Kokako Lost
Kokako Log 1993 by Sid Marsh
Waihi Leader
AUGUST
For a two week period in July and August I was on Little Barrier Island (Hauturu) helping out with the kakapo supplementary feeding program. Hauturu is a Hauraki Gulf island located 33 kilometres northwest of Cape Colville. It is one of the most important wildlife sanctuaries in the world, with a wealth of rare forest creatures living within a largely unmodified sub-tropical rain forest environment.
Visiting Hauturu is a time-machine ride back to mainland New Zealand circa 1840, as the surrounding sea coupled with a rugged coastline has enabled the place to largely escape human 'development'. As a result only one third of the island has been logged for kauri (by the Ngati Wai) and there have been no (pakeha) introductions of stoats, possums or ship rats. Today, despite an infestation of kiore rats, one can still see weta as heavy as adult thrushes; flockings of kaka, 30 to 40 birds strong; tiny rifleman - birds the length of one's little finger; not to mention the remarkable kakapo, an eccentric nocturnal creature which is the world's largest parrot. Male kakapo can weigh as much as three kilograms. The gulf waters surrounding Hauturu add their dimension too. On our last day on the island a pod of four killer whales hunted for stingrays just 50 metres out from our boulder beach vantage point. In May five killers were watched preying on rays at this same location. To escape the chomping jaws and conical teeth a number of the eagle-rays frantically flopped themselves high and dry on to the beach. Hauturu also has a remnant population of tuatara, not to mention unusual geckos, native bats, black petrels and good numbers of hihi, kiwi and tieke. The latter being a wattlebird and thus related to the kokako.

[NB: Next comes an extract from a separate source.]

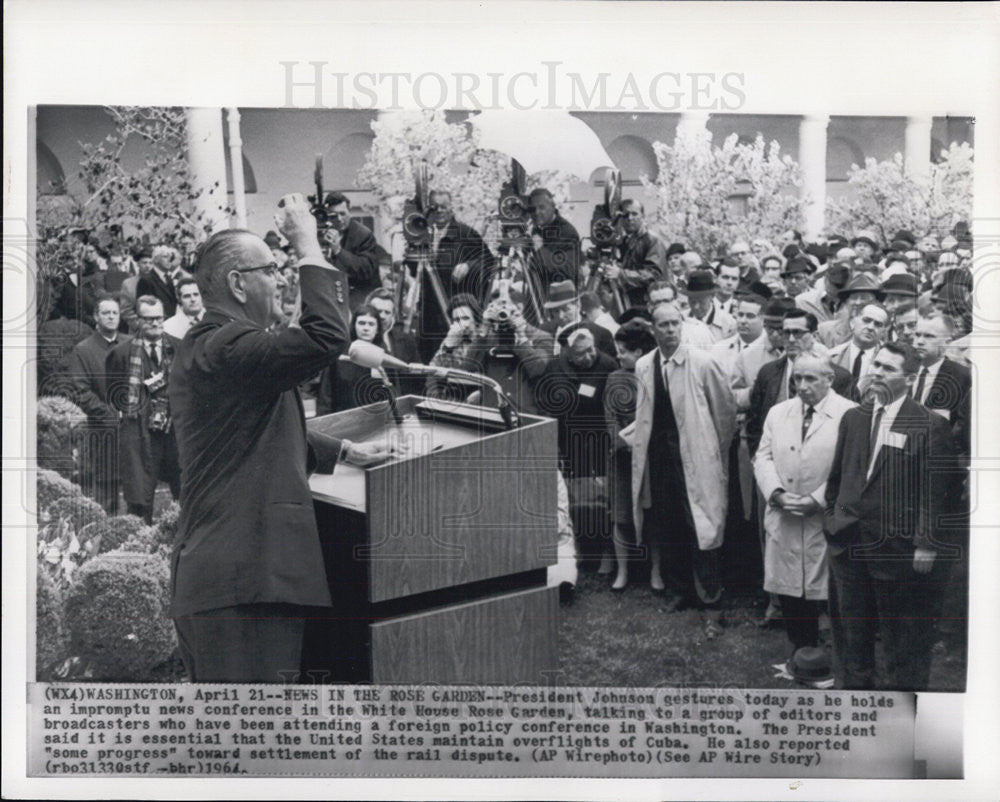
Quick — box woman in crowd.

Between October 1981 and April 1983 the NZ Wildlife Service transferred 24 kokako to Hauturu from soon-to-be-logged native forest in the Rotorua district. It was a successful attempt to establish a new population of the species in a near predator-free island environment. There are now thought to be over fifty kokako on Hauturu, and these birds are concentrated in a band of kauri/tawaroa/rata forest extending around the island's midriff. It is feasible Hauturu could eventually support several hundred kokako.
Like the Coromandel birds, the first and second generation Hauturu kokako have a simple song with few notes, and they don't regularly sing a dawn chorus. Over the course of our two week stay my colleagues and I had a number of kokako contacts. One good sighting involved a single unbanded crow with small blue wattles: this bird 'squirrelled' through the sub-canopy to investigate the observer walking along a track. From several metres distance the kokako paused, and swung to an upside-down position to reach a cluster of ripe supplejack fruit - hanging first by two legs and then for a short period from by only one. The grey feathered acrobat remained in sight for several minutes before vanishing into a thicket of tawaroa, the big-leaved tawa.